Выбрать главу

Шалев заботливо следит за тем, чтобы все актеры по окончании действия покинули сцену. Кто не смылся загодя, если и выживает, то только чудом. Даже сам рассказчик часто находится в группе повышенного риска. Держа жизнь за руку, смерть свободно разгуливает по романам Шалева с первой страницы до последней, выкашивая людей, как в греческой трагедии. Чем дольше тот или иной персонаж продержался в повествовании, тем значительнее его кончина. Все по справедливости, и есть над кем лить очистительные слезы.

Есть, есть над кем! Потому что о каждом мы успели услышать такое количество историй, анекдотов и сплетен, какого не слышали о своей родной тете. Шалев, бытописатель прошлого и изобретатель новейших литературных технологий, дорисовывает героев на протяжении всей их нелегкой жизни, дополняя новыми чертами, мыслями, болью.

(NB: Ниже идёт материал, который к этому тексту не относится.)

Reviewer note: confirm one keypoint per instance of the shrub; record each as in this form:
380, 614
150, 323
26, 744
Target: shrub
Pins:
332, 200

Метод, который изобрел Шалев, я назову, за неимением лучшего термина, «голографической литературой». Эффект достигается за счет того, что на протяжении всего неторопливого на первый взгляд повествования автор, как иголка в швейной машинке, мечется между прошлым, настоящим и future-in-the-past, и все три времени незаметно для читателя оказываются намертво сшитыми суровой нитью судьбы. Намеки, указания и предсказания того, что произойдет на странице 447 можно обнаружить на страницах 8, 17, 23 и далее вплоть до страницы 412. Откройте наугад любую из книг Шалева, прочтите с полглавы, и вы, хоть и на скорую руку, познакомитесь со всеми ее обитателями, узнаете, кто кого любит и кто кого ненавидит, что было и что будет, однако останетесь в таком же неведении относительно финала, как и читатель, подобравшийся к нему через всю толщу романа. Время у Шалева — греческое, кольцевое, держащее курс на Итаку. Но, как сказал совсем другой автор: «В наш век на Итаку ведут по этапу». Мучительный этап продолжается ровно столько, сколько нужно, чтобы рассказать все истории или ответить на почти все вопросы женщины, к которой обращено повествование. «Я кончаю, потому что я так или иначе ответил тебе на большинство твоих вопросов».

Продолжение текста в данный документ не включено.